An example for propagule pressure is the common starling, a western Palaearctic species which appears to have increased in numbers in Western Europe in the 19th and 20th century. There has been a general decline in Europe since about 1960. the common starling has been introduced into North America, South Africa, Australia, New Zealand and various other islands, but not always successfully. It has been argues that unsuccessful introductions were due to the size of the inoculum which was critical. Starlings in America have only one third of the species of parasite found in European birds, but there do not seem to be advantages of this. It might be the case that the birds who were successfully established might have been more free of parasites than others. There are several data sets showing that increasing the number released has a steadily increasing effect on the probability of establishment. Some studies have shown both the importance of propagule pressure and that the pressure comes from human introductions in most cases. In nature reserves both in South Africa and in North America there is a striking positive linear relationship between the number of introduced species found and the logarithm of the annual number of visitors. Previous success in other invasions certainly is a good indicator of whether an invader will succeed in a new place, but this does not seem true for related species and it has to be considered.
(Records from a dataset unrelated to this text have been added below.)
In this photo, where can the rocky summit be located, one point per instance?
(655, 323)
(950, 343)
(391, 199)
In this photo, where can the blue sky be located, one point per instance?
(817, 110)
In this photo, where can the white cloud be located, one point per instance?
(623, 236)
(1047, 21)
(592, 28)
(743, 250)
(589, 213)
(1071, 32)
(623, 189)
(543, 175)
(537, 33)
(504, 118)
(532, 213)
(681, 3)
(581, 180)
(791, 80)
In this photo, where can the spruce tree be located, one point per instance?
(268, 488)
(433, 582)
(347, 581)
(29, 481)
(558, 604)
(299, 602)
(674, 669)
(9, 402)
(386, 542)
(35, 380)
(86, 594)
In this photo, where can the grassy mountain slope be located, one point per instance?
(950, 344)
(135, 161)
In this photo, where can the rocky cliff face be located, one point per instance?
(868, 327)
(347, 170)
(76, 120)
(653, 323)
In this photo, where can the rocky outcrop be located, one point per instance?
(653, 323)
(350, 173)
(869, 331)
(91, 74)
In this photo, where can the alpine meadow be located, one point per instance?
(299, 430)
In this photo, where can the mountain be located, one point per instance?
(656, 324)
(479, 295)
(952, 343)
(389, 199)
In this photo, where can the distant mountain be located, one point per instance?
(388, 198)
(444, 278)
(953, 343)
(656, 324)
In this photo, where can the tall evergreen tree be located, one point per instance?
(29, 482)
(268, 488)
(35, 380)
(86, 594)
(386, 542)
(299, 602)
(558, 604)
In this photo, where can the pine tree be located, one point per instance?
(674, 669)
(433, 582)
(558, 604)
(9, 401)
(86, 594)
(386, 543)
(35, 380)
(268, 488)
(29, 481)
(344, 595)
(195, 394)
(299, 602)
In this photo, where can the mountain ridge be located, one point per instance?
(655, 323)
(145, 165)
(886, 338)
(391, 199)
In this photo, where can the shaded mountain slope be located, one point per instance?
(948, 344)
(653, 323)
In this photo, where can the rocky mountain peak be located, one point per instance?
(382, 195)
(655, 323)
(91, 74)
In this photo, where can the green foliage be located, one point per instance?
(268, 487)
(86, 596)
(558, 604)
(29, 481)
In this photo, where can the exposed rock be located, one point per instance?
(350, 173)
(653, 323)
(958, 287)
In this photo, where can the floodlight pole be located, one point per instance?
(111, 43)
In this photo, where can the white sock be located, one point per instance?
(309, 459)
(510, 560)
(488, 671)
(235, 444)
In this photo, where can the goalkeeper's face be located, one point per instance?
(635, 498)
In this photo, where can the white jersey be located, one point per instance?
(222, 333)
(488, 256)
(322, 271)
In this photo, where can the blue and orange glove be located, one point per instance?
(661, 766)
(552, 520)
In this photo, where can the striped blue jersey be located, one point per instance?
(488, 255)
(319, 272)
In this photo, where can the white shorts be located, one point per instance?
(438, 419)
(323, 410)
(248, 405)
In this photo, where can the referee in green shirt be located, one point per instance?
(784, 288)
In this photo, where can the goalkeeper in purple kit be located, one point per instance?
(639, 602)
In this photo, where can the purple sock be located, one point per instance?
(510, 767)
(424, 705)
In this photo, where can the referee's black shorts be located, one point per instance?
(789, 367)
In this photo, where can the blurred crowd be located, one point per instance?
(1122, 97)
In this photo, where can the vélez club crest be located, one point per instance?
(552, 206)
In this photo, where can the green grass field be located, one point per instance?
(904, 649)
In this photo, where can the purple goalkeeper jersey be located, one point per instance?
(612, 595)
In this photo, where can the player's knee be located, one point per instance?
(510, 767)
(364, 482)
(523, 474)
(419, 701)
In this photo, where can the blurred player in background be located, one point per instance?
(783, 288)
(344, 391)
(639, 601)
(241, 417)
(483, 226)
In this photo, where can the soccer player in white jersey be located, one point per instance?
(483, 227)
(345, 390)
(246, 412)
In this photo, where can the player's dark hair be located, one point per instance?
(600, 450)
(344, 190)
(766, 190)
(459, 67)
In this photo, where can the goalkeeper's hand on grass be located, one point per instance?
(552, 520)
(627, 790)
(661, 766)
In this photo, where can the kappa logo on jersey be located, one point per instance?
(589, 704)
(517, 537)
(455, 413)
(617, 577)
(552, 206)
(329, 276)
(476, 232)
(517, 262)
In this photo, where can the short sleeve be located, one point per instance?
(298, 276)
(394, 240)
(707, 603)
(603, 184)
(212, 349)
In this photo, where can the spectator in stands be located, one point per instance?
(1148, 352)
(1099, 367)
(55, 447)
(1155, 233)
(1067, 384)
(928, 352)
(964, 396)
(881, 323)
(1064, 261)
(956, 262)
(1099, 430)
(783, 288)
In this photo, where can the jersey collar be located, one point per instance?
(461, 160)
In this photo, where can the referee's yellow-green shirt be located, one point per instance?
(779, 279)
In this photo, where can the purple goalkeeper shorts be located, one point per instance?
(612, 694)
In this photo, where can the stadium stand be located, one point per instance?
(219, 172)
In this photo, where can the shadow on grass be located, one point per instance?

A population introduced into a new suitable habitat will increase exponentially. The population will settle down to increase at a rate r when it has also settled down into a stable age distribution. r is the maximum rate of increase under certain specified conditions. It seems natural to many ecologists to assume that a population that reproduces faster than another will be a better invader. The actual evidence that establishment depends on r is thin and contradictory. What is certain is that some successful invaders have rather low rates of increase e.g. Homo sapiens has a maximum rate of increase of only 3% per year. Nevertheless, when trying to predict which of several related species is the most likely to be a successful invader, and particularly is the most likely to become a pest, r may be relevant.
There is also an assumption that successful invaders have definable genetic characters such as being inbreeders or asexual, polyploid, heterozygous, etc. It has been found that successful invaders may have any one of a large number of suites of characteristics. In fact, some successful invaders are without sexual reproduction (plant examples) and these suggest that genetic variation is irrelevant to invasion success. It has to be noted that some invasions seem to have gone along with a progressive loss of alleles, presumably from founder effects. As far as predicting success of invasion in general, genetics for the moment has little to offer, but under standing may be useful in some cases.
There may be a relationship between invasion success and the abundance of a species in its native range, or the size of that range, or both. A positive relation of range size and invasion success in passerines in Hawaii has been found. Crawley found for both range and abundance that insect species that are widespread in their native lands are significantly more likely to become established than species with local or patchy distributions. In general there seems to be a weak relationship between abundance and range. It seems that abundance is the important indicator of a good invader, but that range is simply a correlated variable. This has to be considered with care though as evidence from biological control has shown that abundance can be a bad predictor due to the role of specific enemies. A relatively rare species, rare due to enemies, may perform excellently as a control agent once freed of those enemies.